No emotion remains with you forever, and sexual frustration is no exception. Don’t punch yourself for the lack of sexual activity in life or feeling unsatisfied with the sex you have with your partner. Don’t invalidate your feelings either, and take it day by day.
Frequently Asked Questions
Feeling on edge to know more about sexual frustration? Luckily for you, we answered some inquiries surrounding this hefty topic.
1 What’s the difference between horniness and sexual frustration?
To be horny means a positive wanting or craving for sex triggered by something or someone. However, in most scenarios, it’s not really serious and only meant to tell others that we’re aroused. Most of the time, we won’t do much unless we have a partner. In other words, you can be horny but not sexually frustrated. But mixing both would ignite so much stress on you.
2 Does sexual frustration lead us to detrimental health issues?
No. Don’t worry about having harmed genitalia whatsoever either. However, physical interaction impacts our mood and health, so make sure to responsibly and respectfully envelop yourselves in physical affection responsibly and respectfully!
3 Does sexual frustration happen to everyone?
Yes. Regardless of race, gender, age, etc., everyone gets sexually frustrated at some point in life. We are all human, and raving sex is a natural physical response.

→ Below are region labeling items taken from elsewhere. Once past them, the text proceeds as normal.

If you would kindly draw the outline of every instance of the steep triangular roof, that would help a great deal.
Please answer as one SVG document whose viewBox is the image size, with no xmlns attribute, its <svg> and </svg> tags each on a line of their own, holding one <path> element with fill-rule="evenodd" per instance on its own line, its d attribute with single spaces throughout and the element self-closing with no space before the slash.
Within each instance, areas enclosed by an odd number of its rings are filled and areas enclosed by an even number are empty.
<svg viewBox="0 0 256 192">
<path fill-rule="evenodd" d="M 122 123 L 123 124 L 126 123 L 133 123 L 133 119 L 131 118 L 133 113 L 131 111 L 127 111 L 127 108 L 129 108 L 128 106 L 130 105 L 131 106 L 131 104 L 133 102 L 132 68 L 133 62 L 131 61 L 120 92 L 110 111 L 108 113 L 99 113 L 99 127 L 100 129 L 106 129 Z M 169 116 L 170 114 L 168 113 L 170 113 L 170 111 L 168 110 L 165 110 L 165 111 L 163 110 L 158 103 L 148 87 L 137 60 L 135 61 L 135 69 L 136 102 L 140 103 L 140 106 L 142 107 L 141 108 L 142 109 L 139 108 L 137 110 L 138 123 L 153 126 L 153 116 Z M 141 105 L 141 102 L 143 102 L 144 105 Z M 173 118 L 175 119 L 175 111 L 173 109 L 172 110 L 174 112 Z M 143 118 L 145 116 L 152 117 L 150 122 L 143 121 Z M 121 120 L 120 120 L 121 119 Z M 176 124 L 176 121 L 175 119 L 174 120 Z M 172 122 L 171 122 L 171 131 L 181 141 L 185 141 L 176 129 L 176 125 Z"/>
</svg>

4 How does media affect the way we look at sex?
In media, everything is over-dramatized. In terms of sex, they showcase it as something effortlessly mind-blowing and intimate with two destined partners. But in real life, getting to a place where you are fully sexually satisfied takes a while. In other ways, media further pushes one’s sexual frustration with higher and often unattainable standards in sex.
5 I’m trying to communicate with my partner about this topic, but they don’t want to. Are there any negative communication styles I need to look out for?
Look up the 4 Horsemen of the Apocalypse pointed out by psychological researcher Dr. John Gottman. There are 4 types: Criticism, Contempt, Defensiveness, and Stonewalling. Read on these types and observe which one resonates with your partner the most so you can approach them (respectfully) about it.
Even if you’re happily single or cuffed with the love of your life, sexual frustration can affect anyone and make a mess out of us. But again, it’s normal! Plus, there are various solutions to combat it, so you don’t have to prolong your misery. So take this guide as you please as you steer through your vast sex life, and never settle for less than what you deserve.